The Shanghai Composite Index is closing in on the 5,000-point mark, having languished below 2,300 in late October. The Shenzhen Composite Index and Chinext have both more than doubled in value over the same period. For PE investors, it represents a remarkable turnaround from the suspension on new share offerings that lasted until late 2013, but volatility and bureaucracy remain concerns.

The certainty of exit is just as important as the valuation at which one can exit, noted Lihong Wang, managing director with Bain Capital. A buyout-focused investor like Bain may have to wait three years before applying to list due to change-of-control regulations. The application process itself could also be lengthy and then the private equity firm's shares would be subject to a three-year lock-up.

"I don't know if you can be confident that the market will still be at the current valuations three or more years from now," Wang said. "We cannot be dependent on A-share exits. The best channel is a Hong Kong listing or a trade sale."

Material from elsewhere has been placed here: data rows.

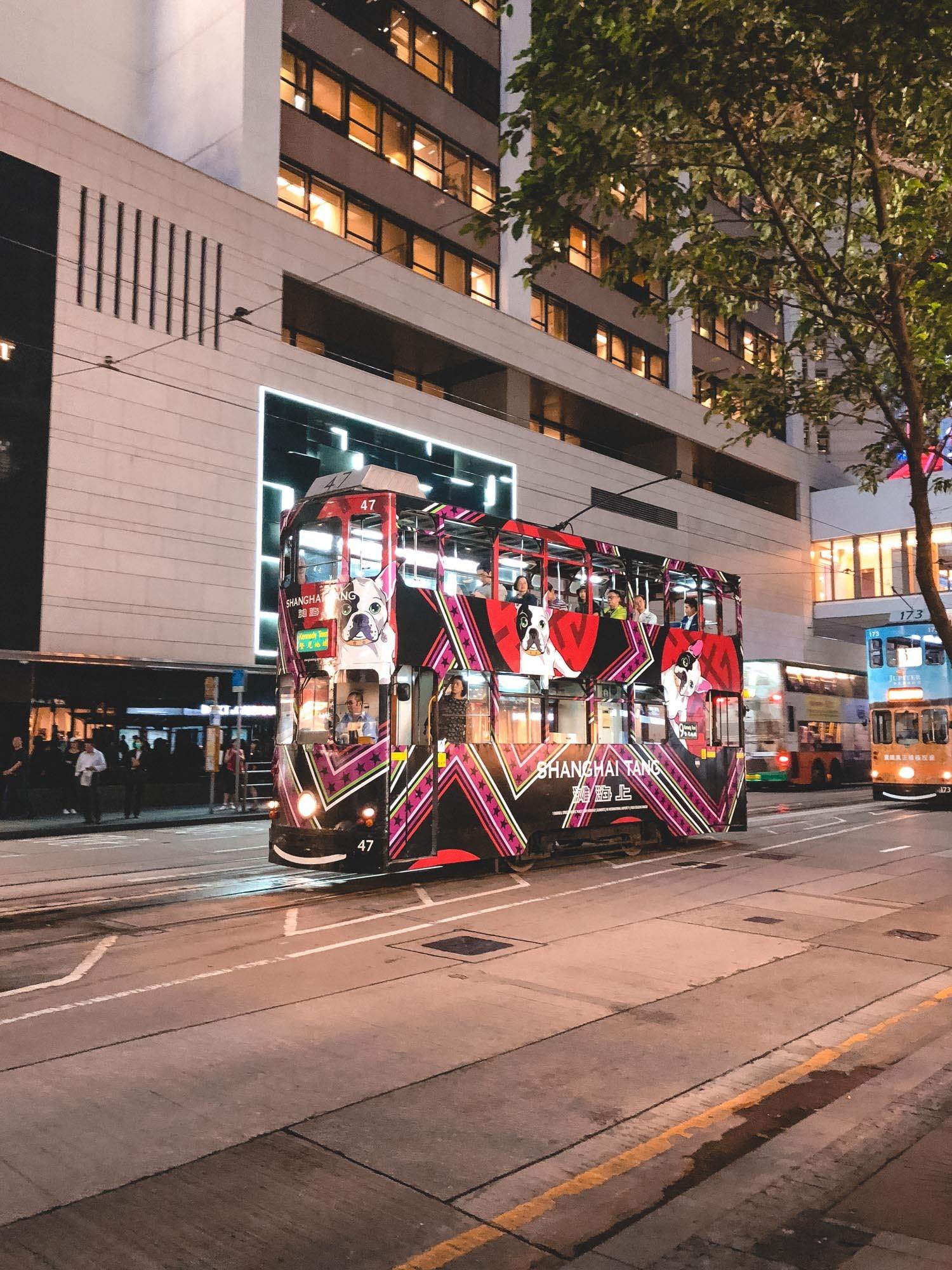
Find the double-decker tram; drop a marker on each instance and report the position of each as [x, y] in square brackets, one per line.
[456, 688]
[911, 699]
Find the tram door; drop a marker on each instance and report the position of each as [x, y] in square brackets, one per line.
[413, 770]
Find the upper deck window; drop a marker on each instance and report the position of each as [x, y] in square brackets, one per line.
[904, 652]
[321, 553]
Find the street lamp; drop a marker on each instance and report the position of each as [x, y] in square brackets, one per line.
[659, 481]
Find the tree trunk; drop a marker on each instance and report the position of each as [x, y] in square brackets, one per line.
[926, 577]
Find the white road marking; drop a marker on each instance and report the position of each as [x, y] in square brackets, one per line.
[87, 965]
[364, 939]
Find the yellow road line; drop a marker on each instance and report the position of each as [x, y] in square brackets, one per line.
[515, 1219]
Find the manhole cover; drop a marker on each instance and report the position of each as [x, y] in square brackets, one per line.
[466, 946]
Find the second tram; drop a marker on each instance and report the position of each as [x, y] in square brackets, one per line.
[456, 688]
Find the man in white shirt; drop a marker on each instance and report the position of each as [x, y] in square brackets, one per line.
[89, 765]
[643, 614]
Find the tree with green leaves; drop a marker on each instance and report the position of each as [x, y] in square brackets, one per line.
[828, 124]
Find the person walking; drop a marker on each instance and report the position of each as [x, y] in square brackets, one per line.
[89, 768]
[234, 759]
[134, 768]
[16, 794]
[68, 778]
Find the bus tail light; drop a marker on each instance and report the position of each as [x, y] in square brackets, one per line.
[307, 805]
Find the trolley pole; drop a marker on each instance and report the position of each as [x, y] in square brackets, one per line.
[213, 737]
[241, 789]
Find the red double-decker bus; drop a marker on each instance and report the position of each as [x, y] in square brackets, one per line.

Even primarily minority investors have been forced to seek alternative exit channels. Yao Duan, managing director at Shenzhen Co-Win Venture Capital, said that her firm had completed 20 M&A exits in the past two years. "The returns compared with IPOs are not as high but we can get a really quick exit," she explained.

Meanwhile CICC Private Equity, the PE division of China International Capital Corporation, has seen one full and one partial M&A exit in the last 12 months and a number of companies have listed in Hong Kong. The full exit was announced in January as two CICC renminbi-denominated funds agreed to sell their positions in Jiangyin Tianjiang Pharmaceutical as part of a $1.34 billion deal that will see Hong Kong-listed China Traditional Chinese Medicine buy a majority stake in the business.

Cathy Zhang, managing director at CICC, said her firm and Jiangyin Tianjiang's management agreed to seek out a strategic buyer because the IPO process would have taken too long. The transaction has still been time-consuming: the decision was taken in early 2014, and nearly 18 months later, final approvals from the Chinese regulators and shareholders in the buying company have yet to come through.

"It is a very long process and the return will not be as good as if we had listed the company directly on the A-share market. But when you factor in all the other considerations that was the best option for us," Zhang said.

There is optimism for what the New Third Board offers as a listing destination for smaller companies that have not achieved the financial and operational milestones required by China's other bourses.

Co-Win's Duan noted that liquidity should improve towards the end of this or early next year, while CICC's Zhang sees the market's strong start as a catalyst for reform in other areas. "The New Third Board is a real registration-based capital market in China right now and it is putting pressure on the A-share market and the CSRC [China Regulatory Securities Commission] to fast track reforms," she said.

However, it is not the answer for all private equity-backed companies. As the market matures, investors will increasingly seek a broader range of exits, with trade and secondary sales expected to gain traction. Bonnie Lo, a partner at NewQuest Capital Partners, observed that GPs can capitalize on the willingness of A-share companies to make acquisitions through share-swap arrangements, although it can be challenging for a minority investor to bring about this outcome.

"The one-year shutdown in the domestic IPO market has made GPs realize that exit opportunities need to be grasped and the public markets are not always open," Lo said. "If a company goes public it should generate the highest returns but there are other considerations. We see GPs maturing and looking at a diverse range of exit paths."